Both in its legal and social aspects, such measures go some way toward reversing traditional policies of ‘colonial amnesia’ (Fletcher 2012Stahn 2020). The phenomenon is described by Fletcher (2012) as the systemic forgetfulness and omission of the colonial atrocities in narrations of the past, i.e. the oblivion or diminishing of colonial injustices in celebrations of Northern countries’ ‘development’. By recognizing the illegality of colonial injustices, Belgium’s statement rejects the Eurocentric reading of human rights law according to which colonialism is legitimized by the law applicable at the time of the facts and, hence, cannot be condemned nor given redress. Politically, it factually acknowledges the Northern violence towards the South, subverting the colonial amnesia pattern. The precedent raises hope over a reversal of the trend of merely rhetorical apologetic declarations regarding colonial injustice.

Bruna Gonçalves is an Incoming Special Doctoral Fellow at the Law Department of the European University Institute (EUI), in Florence.

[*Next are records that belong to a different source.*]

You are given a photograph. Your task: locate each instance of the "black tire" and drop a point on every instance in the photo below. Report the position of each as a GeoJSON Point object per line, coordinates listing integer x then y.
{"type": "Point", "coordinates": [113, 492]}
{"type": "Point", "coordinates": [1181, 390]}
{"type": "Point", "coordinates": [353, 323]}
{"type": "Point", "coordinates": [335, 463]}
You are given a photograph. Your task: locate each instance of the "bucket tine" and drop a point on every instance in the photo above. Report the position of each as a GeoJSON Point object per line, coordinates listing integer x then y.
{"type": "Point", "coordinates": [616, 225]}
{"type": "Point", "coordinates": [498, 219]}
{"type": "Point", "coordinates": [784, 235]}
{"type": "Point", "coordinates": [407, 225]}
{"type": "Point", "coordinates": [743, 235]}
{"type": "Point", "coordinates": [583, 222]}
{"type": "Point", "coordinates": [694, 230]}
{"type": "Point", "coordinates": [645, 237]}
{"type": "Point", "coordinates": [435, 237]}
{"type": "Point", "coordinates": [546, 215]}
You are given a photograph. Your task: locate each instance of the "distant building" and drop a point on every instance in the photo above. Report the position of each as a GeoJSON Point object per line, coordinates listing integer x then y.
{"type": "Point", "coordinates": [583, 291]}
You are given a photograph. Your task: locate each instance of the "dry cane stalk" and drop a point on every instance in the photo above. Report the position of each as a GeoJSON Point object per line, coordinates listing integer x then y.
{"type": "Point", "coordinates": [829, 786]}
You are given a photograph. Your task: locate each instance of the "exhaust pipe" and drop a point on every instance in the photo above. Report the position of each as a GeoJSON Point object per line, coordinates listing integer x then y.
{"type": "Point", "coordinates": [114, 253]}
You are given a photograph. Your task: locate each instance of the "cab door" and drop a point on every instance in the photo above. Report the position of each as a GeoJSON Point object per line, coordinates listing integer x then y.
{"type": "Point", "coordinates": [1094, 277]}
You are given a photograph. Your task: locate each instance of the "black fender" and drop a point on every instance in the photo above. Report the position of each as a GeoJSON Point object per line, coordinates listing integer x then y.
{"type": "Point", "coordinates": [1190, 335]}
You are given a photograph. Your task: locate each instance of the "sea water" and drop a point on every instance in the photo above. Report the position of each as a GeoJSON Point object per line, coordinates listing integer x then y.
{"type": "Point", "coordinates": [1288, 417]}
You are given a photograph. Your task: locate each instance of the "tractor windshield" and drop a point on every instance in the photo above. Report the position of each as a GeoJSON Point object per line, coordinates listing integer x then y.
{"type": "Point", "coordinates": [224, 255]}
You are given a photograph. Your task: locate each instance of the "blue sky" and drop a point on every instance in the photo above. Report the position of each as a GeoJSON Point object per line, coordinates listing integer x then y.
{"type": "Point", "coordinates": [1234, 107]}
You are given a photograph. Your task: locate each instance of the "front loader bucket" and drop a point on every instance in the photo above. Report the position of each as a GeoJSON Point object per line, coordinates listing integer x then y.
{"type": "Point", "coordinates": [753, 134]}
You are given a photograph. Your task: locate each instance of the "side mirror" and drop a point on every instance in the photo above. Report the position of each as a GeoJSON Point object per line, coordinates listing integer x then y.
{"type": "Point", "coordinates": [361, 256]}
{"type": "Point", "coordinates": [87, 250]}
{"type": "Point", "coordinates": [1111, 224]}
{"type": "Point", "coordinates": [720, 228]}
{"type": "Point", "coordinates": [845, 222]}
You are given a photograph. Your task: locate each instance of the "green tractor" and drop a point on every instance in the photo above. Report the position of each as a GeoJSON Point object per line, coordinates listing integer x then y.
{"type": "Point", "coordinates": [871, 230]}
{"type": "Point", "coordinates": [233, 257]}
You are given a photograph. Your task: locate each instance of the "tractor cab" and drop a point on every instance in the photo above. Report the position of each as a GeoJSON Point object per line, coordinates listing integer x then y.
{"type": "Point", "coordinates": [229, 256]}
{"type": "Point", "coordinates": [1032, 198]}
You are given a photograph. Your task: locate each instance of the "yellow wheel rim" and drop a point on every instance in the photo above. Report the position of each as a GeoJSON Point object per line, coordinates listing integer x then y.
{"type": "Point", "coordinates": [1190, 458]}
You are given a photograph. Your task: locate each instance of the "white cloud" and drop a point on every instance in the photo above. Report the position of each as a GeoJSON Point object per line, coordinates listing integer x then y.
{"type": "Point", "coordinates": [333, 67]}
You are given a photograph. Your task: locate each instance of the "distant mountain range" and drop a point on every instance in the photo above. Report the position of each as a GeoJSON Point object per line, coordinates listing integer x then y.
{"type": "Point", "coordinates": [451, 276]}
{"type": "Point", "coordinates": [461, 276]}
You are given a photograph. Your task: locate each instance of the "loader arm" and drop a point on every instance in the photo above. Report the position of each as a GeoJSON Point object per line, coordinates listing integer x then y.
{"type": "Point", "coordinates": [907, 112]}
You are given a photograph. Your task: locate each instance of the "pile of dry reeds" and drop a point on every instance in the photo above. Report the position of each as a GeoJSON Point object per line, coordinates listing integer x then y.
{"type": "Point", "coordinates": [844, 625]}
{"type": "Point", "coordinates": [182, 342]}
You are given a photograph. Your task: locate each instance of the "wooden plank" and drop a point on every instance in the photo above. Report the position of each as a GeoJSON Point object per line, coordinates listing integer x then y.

In 2022, she graduated Cum Laude from Leiden University’s Advanced LLM in European and International Human Rights Law, which she attended as a Leiden Excellence Scholar (LExS) Awardee. Her LLM thesis addressed the technical aspects of redress for colonial injustice, a topic also approached in her pending thesis at her Alma Mater, Universidade de São Paulo (USP) LLM in Legal Philosophy and Legal Theory. She obtained Summa Cum Laude honors for her LLB degree from USP in 2020 and has received an honorable mention for her thesis. She is proficient in Portuguese, English, French, and Spanish.